A tracing garbage collector for interpreted-language runtimes.

gc-lang gives a runtime one focused thing: a heap it can allocate objects into and periodically sweep, reclaiming everything no longer reachable — cycles included. Allocate a value into a Heap and get back a Gc handle: a small, Copy, generation-stamped reference that objects store to point at one another. When the runtime hands its roots to Heap::collect, the collector traces the graph those roots reach and frees the rest.

It is a mark-and-sweep collector, and it is entirely safe — the crate is #![forbid(unsafe_code)]. Two design choices carry that:

  • Reachability, not reference counting. Collection is decided by tracing from roots, so unreachable cycles are reclaimed. A runtime can build arbitrary object graphs — doubly-linked structures, back-edges, self-references — without leaking them.
  • Handles, not pointers. A Gc is an index plus a generation stamp, not an address. Objects wire to each other by handle, so the graph never fights the borrow checker, and a handle to a collected object resolves to None instead of dangling. There is no use-after-free to have.

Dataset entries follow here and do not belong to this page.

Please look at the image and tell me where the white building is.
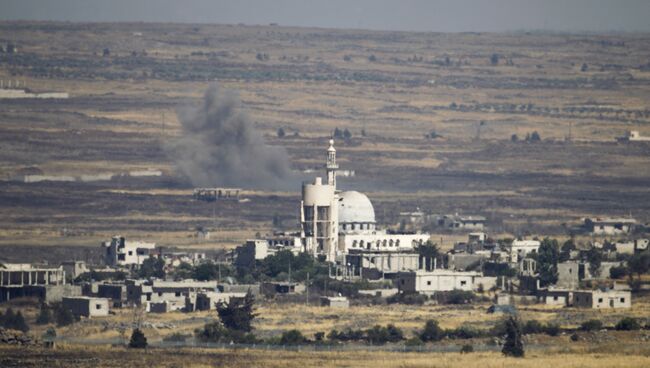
[397,269,496,295]
[103,236,156,267]
[585,217,636,235]
[508,239,542,262]
[300,140,430,261]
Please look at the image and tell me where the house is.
[61,296,109,317]
[507,239,542,262]
[584,217,636,235]
[396,269,496,295]
[103,236,156,267]
[0,263,65,302]
[437,214,486,230]
[261,281,306,296]
[320,296,350,308]
[344,249,421,280]
[573,290,632,309]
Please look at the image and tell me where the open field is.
[0,22,650,261]
[0,346,650,368]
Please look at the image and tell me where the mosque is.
[300,139,430,262]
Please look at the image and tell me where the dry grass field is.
[0,22,650,261]
[0,347,650,368]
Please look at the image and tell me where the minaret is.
[326,139,339,189]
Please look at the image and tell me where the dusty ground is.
[0,22,650,262]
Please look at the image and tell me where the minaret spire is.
[326,139,339,188]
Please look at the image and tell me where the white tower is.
[325,139,339,189]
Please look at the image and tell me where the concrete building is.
[343,249,422,280]
[437,214,486,231]
[193,188,241,202]
[508,239,542,263]
[320,296,350,308]
[584,217,637,235]
[61,261,90,280]
[103,236,156,267]
[396,269,496,295]
[61,296,109,317]
[573,290,632,309]
[300,140,430,262]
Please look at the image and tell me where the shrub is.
[501,316,525,358]
[445,326,485,339]
[580,319,603,331]
[609,266,628,279]
[129,328,147,349]
[0,308,29,332]
[36,305,52,325]
[163,332,189,342]
[460,344,474,354]
[419,320,445,342]
[438,290,476,304]
[544,323,562,336]
[366,324,404,345]
[522,319,544,335]
[614,317,641,331]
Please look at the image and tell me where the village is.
[0,140,650,350]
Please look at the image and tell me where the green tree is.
[280,330,307,345]
[537,238,560,287]
[560,239,576,262]
[129,328,148,349]
[417,240,441,271]
[138,256,165,279]
[501,316,524,358]
[217,291,257,332]
[36,304,52,325]
[627,252,650,281]
[587,247,603,277]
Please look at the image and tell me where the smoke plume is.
[169,85,297,189]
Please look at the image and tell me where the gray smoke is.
[169,85,298,189]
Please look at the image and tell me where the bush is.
[163,332,190,342]
[327,328,363,341]
[501,316,525,358]
[445,326,485,339]
[544,323,562,336]
[522,319,545,335]
[609,266,628,279]
[460,344,474,354]
[0,308,29,332]
[419,320,445,342]
[129,328,147,349]
[437,290,476,304]
[366,324,404,345]
[280,330,307,345]
[580,319,603,331]
[614,317,641,331]
[36,305,52,325]
[387,293,429,305]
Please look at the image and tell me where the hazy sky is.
[0,0,650,32]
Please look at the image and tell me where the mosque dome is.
[339,191,375,229]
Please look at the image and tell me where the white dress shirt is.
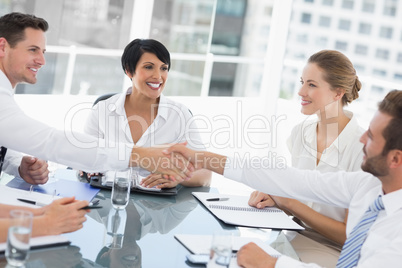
[224,158,402,268]
[287,111,364,232]
[2,149,22,177]
[0,71,132,172]
[84,87,205,176]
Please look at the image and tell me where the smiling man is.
[0,14,49,184]
[0,12,192,182]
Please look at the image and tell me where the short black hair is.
[0,12,49,47]
[121,39,170,74]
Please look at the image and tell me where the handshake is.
[130,143,226,182]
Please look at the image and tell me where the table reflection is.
[87,187,209,267]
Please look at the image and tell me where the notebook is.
[193,192,304,230]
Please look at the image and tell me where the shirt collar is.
[381,189,402,215]
[302,110,359,152]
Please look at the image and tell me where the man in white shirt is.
[0,12,191,181]
[165,90,402,268]
[0,12,192,242]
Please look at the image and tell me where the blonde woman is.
[249,50,364,263]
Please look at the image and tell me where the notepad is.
[193,192,304,230]
[0,235,70,253]
[7,177,99,202]
[174,234,281,257]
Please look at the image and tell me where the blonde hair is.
[308,50,362,105]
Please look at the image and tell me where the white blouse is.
[84,88,205,176]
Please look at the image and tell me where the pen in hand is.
[207,197,229,201]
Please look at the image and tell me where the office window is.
[335,41,348,51]
[375,48,389,60]
[301,13,311,24]
[338,19,352,31]
[380,26,392,39]
[396,52,402,63]
[264,6,273,17]
[296,34,308,44]
[373,69,387,77]
[394,73,402,81]
[362,0,375,13]
[355,45,368,55]
[371,86,384,94]
[318,16,331,28]
[322,0,334,6]
[342,0,354,9]
[353,64,366,74]
[316,36,328,47]
[359,22,371,35]
[383,0,398,17]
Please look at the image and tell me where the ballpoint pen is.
[207,197,229,201]
[17,198,48,207]
[17,198,102,209]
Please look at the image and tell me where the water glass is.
[111,168,131,209]
[106,208,127,249]
[207,231,232,268]
[5,210,33,267]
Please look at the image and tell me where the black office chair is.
[92,92,117,106]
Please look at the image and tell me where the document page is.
[193,192,304,230]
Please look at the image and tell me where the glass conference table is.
[0,180,297,268]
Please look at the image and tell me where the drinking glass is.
[207,231,232,268]
[5,210,33,267]
[111,168,131,209]
[106,208,127,249]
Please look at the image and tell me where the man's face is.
[1,28,46,88]
[360,111,392,177]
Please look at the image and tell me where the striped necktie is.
[0,146,7,174]
[336,196,384,268]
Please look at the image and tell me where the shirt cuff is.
[275,255,321,268]
[223,157,243,182]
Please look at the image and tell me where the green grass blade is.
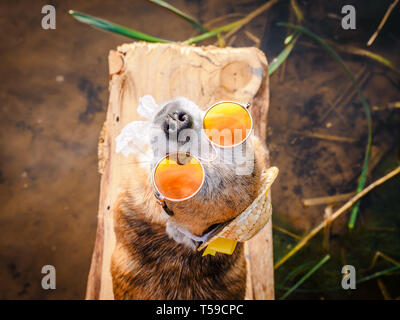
[278,23,372,229]
[277,261,312,290]
[69,10,171,42]
[325,40,400,75]
[184,19,244,44]
[279,254,330,300]
[357,266,400,284]
[149,0,208,32]
[268,34,299,75]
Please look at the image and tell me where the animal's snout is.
[163,111,193,136]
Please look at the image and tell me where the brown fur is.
[111,99,265,299]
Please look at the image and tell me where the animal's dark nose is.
[163,111,192,136]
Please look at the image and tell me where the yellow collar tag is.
[202,237,237,257]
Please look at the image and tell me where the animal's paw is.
[166,221,197,250]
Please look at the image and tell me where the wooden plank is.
[86,42,274,299]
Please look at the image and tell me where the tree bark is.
[86,42,274,299]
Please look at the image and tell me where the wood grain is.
[86,42,274,299]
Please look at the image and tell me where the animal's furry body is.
[111,98,266,299]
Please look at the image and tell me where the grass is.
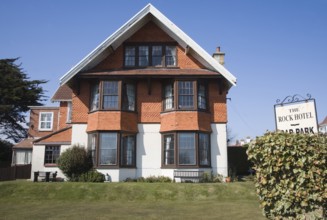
[0,181,265,220]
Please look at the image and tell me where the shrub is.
[57,145,93,181]
[78,170,105,183]
[247,132,327,219]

It owns object storage and reclamation only — no value representation, no interpreter, no scheduling of when to collect. The runtime decides what its roots are and when a collection is worth its cost.

§The Trace contract

An object type becomes collectable by implementing Trace: during the mark phase the collector calls Trace::trace, and the object reports each Gc handle it owns by calling Tracer::mark. Marking a handle keeps its object alive; a handle you hold but never mark is treated as unreachable. Leaf objects that own no handles implement trace as an empty body.

§Quickstart

A two-object graph: reclaim the unreachable one, keep the rooted one.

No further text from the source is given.